When Lemurs attack: Sioux City edition
Several Sioux City residents have filed suit against the city in an attempt to keep their dogs, all declared vicious, from being euthanized.
This is new. Although people have owned dogs for as long as there’s been a Sioux City, those involved say they can’t remember anyone actually filing suit to save their dogs.
We asked the Siouxland District Health Department for dog-bite data in order to make sure this wasn’t due to an increase in the number of dog bites.
It wasn’t, but the data did have a few surprises.
In addition to tracking bites from typical suspects (dogs and cats), Siouxland District Health also lists other animals that bite.
Usually, this includes bats, squirrels, raccoons, gerbils, hamsters, rats, rabbits, and maybe a mouse or two.
Or a lemur.
That’s right, someone in Sioux City reported getting bit by a lemur.
I only know two things about lemurs. First, they are adorable.

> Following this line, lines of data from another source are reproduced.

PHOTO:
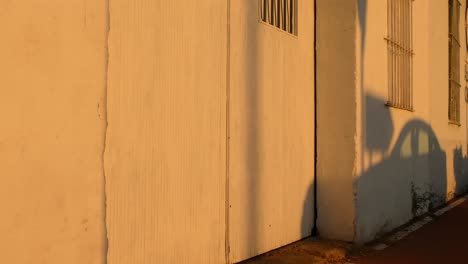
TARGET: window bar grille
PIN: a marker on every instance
(400, 54)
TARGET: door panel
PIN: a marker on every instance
(165, 156)
(271, 164)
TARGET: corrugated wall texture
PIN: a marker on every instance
(166, 147)
(336, 117)
(271, 167)
(52, 87)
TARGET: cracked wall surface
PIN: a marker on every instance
(52, 107)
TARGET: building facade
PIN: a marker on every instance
(214, 131)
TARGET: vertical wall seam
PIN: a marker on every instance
(106, 125)
(228, 90)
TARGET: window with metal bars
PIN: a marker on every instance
(279, 13)
(400, 53)
(454, 62)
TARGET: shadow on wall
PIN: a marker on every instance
(460, 166)
(408, 181)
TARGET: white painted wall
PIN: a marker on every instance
(271, 147)
(378, 167)
(52, 107)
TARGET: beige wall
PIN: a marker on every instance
(52, 107)
(271, 160)
(406, 158)
(166, 147)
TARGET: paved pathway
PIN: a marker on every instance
(444, 240)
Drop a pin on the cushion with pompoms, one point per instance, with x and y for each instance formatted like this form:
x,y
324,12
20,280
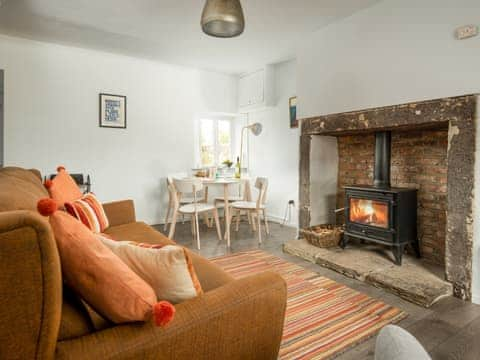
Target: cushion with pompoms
x,y
62,188
99,276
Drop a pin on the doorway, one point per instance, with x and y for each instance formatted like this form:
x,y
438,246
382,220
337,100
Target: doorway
x,y
2,124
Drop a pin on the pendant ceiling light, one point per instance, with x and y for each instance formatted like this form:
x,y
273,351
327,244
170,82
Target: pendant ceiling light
x,y
223,18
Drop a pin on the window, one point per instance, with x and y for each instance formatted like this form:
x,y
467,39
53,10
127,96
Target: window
x,y
215,141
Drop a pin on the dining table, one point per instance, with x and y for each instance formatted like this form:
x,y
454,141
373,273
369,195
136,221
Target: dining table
x,y
226,184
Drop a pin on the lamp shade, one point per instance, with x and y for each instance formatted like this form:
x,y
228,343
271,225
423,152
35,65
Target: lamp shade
x,y
256,129
223,18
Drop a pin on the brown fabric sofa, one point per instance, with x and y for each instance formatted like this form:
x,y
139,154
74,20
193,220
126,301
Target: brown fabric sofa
x,y
42,319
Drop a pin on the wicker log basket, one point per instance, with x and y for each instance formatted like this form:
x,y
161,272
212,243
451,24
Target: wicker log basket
x,y
323,236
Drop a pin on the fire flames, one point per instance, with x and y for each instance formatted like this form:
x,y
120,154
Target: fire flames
x,y
369,212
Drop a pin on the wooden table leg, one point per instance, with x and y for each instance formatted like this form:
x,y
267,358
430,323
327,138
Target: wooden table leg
x,y
227,214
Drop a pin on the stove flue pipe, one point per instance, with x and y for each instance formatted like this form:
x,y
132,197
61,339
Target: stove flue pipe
x,y
383,141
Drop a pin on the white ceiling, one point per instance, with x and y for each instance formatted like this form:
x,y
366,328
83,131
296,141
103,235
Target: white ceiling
x,y
169,30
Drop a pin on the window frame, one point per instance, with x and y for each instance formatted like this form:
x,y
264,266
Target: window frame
x,y
216,145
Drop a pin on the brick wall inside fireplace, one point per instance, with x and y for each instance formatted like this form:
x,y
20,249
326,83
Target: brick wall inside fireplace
x,y
419,160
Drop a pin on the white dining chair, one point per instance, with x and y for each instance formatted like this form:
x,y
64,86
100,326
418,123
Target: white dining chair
x,y
241,192
193,185
184,199
256,209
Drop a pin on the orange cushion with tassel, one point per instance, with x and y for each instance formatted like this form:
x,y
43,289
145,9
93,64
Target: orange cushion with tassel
x,y
99,276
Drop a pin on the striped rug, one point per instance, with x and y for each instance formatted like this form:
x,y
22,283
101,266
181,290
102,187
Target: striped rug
x,y
324,318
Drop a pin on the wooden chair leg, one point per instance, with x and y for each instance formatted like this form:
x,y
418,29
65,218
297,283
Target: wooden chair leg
x,y
237,215
254,225
217,224
266,222
259,223
198,231
173,224
206,220
192,225
168,215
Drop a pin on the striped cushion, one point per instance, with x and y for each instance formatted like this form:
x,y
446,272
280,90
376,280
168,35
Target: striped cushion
x,y
167,269
89,211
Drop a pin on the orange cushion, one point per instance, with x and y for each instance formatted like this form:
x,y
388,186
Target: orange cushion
x,y
97,274
89,211
62,188
168,269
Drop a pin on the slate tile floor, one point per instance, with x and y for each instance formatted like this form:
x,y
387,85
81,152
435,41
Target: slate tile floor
x,y
449,330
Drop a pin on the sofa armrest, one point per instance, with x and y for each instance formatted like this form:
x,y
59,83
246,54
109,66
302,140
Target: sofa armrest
x,y
120,212
240,320
30,287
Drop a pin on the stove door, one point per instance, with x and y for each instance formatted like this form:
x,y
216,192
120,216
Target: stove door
x,y
370,215
369,212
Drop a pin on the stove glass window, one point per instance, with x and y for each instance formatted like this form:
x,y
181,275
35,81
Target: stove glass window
x,y
369,212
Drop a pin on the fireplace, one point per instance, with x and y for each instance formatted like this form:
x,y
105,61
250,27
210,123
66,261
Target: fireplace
x,y
442,171
381,213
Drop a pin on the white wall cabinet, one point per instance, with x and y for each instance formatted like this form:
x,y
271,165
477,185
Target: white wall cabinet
x,y
256,90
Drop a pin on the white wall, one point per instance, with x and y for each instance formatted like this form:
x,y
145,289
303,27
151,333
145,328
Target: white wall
x,y
51,117
394,52
323,179
275,153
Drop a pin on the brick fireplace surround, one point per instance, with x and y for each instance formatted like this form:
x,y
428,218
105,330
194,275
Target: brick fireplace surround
x,y
433,150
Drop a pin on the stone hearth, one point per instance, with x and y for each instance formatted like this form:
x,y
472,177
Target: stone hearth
x,y
415,281
442,169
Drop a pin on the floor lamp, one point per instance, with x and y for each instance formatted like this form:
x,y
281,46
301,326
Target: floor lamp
x,y
256,130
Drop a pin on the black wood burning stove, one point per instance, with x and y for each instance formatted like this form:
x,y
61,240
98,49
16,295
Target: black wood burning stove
x,y
380,213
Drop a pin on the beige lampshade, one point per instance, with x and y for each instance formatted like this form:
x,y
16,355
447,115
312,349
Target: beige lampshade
x,y
223,18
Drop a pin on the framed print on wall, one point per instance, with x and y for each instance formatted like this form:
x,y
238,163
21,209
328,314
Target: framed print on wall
x,y
113,111
292,105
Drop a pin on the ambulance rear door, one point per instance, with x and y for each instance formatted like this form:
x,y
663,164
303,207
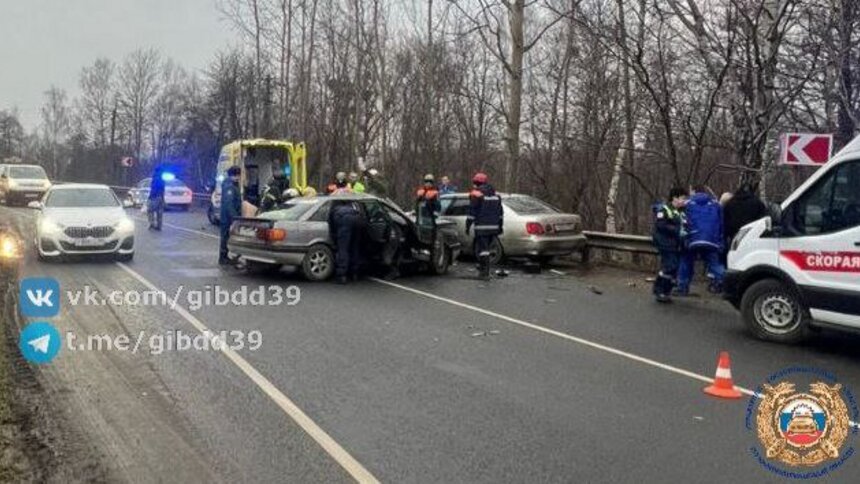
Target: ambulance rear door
x,y
820,244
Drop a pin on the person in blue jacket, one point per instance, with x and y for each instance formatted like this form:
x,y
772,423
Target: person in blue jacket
x,y
705,241
668,235
231,208
486,217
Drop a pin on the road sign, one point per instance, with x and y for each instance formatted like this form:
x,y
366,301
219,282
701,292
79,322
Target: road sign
x,y
809,149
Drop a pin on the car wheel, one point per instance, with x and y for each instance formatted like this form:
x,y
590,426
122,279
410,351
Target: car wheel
x,y
440,259
497,252
210,213
773,311
318,264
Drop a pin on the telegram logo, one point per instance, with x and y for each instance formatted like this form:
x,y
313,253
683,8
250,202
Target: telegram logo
x,y
39,342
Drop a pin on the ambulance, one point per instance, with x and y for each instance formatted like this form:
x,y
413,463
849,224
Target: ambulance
x,y
799,268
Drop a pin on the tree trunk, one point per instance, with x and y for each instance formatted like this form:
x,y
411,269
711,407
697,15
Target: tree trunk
x,y
515,95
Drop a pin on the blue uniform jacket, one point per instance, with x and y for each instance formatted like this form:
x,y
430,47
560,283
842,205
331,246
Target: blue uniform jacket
x,y
231,201
705,221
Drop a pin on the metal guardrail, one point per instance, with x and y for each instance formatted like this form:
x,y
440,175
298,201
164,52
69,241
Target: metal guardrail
x,y
636,244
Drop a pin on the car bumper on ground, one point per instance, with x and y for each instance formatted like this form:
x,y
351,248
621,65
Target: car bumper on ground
x,y
283,256
732,287
537,245
59,244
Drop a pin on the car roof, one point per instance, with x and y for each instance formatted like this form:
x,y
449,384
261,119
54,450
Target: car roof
x,y
69,186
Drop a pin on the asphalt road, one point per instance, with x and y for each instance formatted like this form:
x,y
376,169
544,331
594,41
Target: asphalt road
x,y
529,378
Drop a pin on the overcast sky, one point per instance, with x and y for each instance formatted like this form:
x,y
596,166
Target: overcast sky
x,y
45,42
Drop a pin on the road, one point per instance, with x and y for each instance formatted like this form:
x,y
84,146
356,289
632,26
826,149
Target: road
x,y
529,378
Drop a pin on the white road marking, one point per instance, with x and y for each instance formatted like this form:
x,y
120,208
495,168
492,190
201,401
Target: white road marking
x,y
575,339
183,229
338,453
559,334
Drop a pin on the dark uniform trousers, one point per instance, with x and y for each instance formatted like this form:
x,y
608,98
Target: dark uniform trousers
x,y
346,221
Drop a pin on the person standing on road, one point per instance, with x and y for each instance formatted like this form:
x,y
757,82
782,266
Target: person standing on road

Two, they are from Madagascar – not Iowa.
Details are sketchy, but Siouxland District Health’s Chuck Cipperley said it happened this summer while at an exotic animal show.
“It was just a baby lemur,” Cipperley said. “I had to go to the internet to see what it looked like, too.”
A company from Nebraska was showing a baby lemur to spectators when the furry little creature hopped out of its handler’s arms.
“It just jumped down and they thought maybe it touched somebody’s hand,” Cipperley said.
Although the animal didn’t outright attack somebody, officials thought it would be best to quarantine the lemur just to be on the safe side.
It cleared the required 10-day quarantine without any problems and, presumably, went back to Nebraska without incident.
But not before going down in the record books as the first recorded lemur bite in Sioux City’s history.